Mix all ingredients and put in a big bread bowl that has been hollowed out.

Bake 400
20-30 minutes or until brown

Use the bread from the inside to dip with.

Shanelle's Bean dip

2 cans black beans, drained and rinsed
1 can drained corn
2 tomatoes, diced
2 avocados, diced
1/8 c fresh cilantro, chopped

Mix into above:
3 TB lime juice
1 TB Red wine vinegar
2 TB olive oil
Salt and pepper

Refrigerate and serve with chips.

Deviled eggs

In a medium saucepan, cover 6 eggs with water.  Bring to boil.  Turn off stove and let eggs sit in hot water with a lid, for 20 minutes.  Crack and cut eggs in half.  Scoop out the egg yolks in a bowl and add:

2 TB Mayo
1 tsp mustard
salt and pepper
Sprinkle of dried minced onion

Mix well and top the egg whites.  Sprinkle with paprika.

Sunday, November 11, 2007

Peanut Butter Popcorn

Boil ½ cup Karo, when boiling add ½ cup sugar. Stir until sugar dissolves. Remove from heat and add 1- 1 ½ tsp. vanilla. Sitr in ¼- ½ cup peanut butter.
Pop a bag of microwave popcorn while waiting for the Karo to boil. Pour into a bowl, removing unpopped kernels. Coat popcorn with peanut butter mixture.

From Kristie Waldron


Cut one 18-in loaf of French bread into 36 (1/2 in thick) slices; place in a single layer on baking sheet. Broil 1 to 2 minutes on each side or until golden brown on both sides.

Mix 1 lb. chopped plum tomatoes, ¼ cup chopped fresh basil and 2 sliced green onions in medium bowl. Add 1/3 cup Kraft House Italian Dressing, mix lightly.

Spoon tomato mixture evenly over toast slices. Sprinkle with Kraft 100% Parmesan Grated Cheese.

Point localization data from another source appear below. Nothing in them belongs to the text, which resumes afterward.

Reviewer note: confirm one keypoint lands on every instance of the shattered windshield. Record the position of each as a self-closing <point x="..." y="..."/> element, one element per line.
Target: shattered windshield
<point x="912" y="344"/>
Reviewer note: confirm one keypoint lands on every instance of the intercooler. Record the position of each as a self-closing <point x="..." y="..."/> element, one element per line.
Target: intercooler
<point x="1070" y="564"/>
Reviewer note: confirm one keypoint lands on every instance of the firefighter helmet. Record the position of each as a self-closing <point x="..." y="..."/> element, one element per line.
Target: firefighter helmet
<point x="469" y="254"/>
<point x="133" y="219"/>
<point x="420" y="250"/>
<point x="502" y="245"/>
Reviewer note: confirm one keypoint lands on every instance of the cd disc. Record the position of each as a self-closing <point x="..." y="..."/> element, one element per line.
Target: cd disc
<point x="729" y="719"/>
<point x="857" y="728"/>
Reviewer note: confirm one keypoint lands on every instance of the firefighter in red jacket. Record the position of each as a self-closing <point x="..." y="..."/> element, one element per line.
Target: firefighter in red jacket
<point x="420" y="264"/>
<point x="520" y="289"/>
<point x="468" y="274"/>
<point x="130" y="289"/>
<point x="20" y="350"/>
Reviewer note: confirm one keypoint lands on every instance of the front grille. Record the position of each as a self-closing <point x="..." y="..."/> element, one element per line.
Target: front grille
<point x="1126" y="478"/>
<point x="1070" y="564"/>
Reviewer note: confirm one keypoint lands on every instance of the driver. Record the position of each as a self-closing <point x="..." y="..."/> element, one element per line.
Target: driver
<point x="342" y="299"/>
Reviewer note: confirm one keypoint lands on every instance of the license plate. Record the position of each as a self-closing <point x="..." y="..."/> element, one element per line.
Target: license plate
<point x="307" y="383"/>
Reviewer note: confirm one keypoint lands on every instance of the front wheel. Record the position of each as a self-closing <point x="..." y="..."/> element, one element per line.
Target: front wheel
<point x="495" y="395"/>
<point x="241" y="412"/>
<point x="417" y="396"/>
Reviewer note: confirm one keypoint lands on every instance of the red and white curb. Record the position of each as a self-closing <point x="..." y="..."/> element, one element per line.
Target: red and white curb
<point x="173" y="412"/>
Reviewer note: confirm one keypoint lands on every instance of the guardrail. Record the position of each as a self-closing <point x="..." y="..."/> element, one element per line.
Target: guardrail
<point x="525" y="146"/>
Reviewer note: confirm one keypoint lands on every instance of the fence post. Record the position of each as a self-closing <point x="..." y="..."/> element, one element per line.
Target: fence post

From Kraft Food and Family Magazine or

Notes: I often substitute a baguette or other artisan bread and I brush the bread with olive oil before broiling it. The Italian dressing is easy, but I sometimes use olive oil and balsamic vinaigrette for a stronger flavor.

Hot Artichoke Dip

1 cup parmesan cheese
1cup mayonnaise
1 large can diced chilies
1 can artichoke hearts, drained and diced

Mix together and place in small casserole dish. Bake at 325° until bubbly-approximately 25 minutes. Serve with tortilla chips.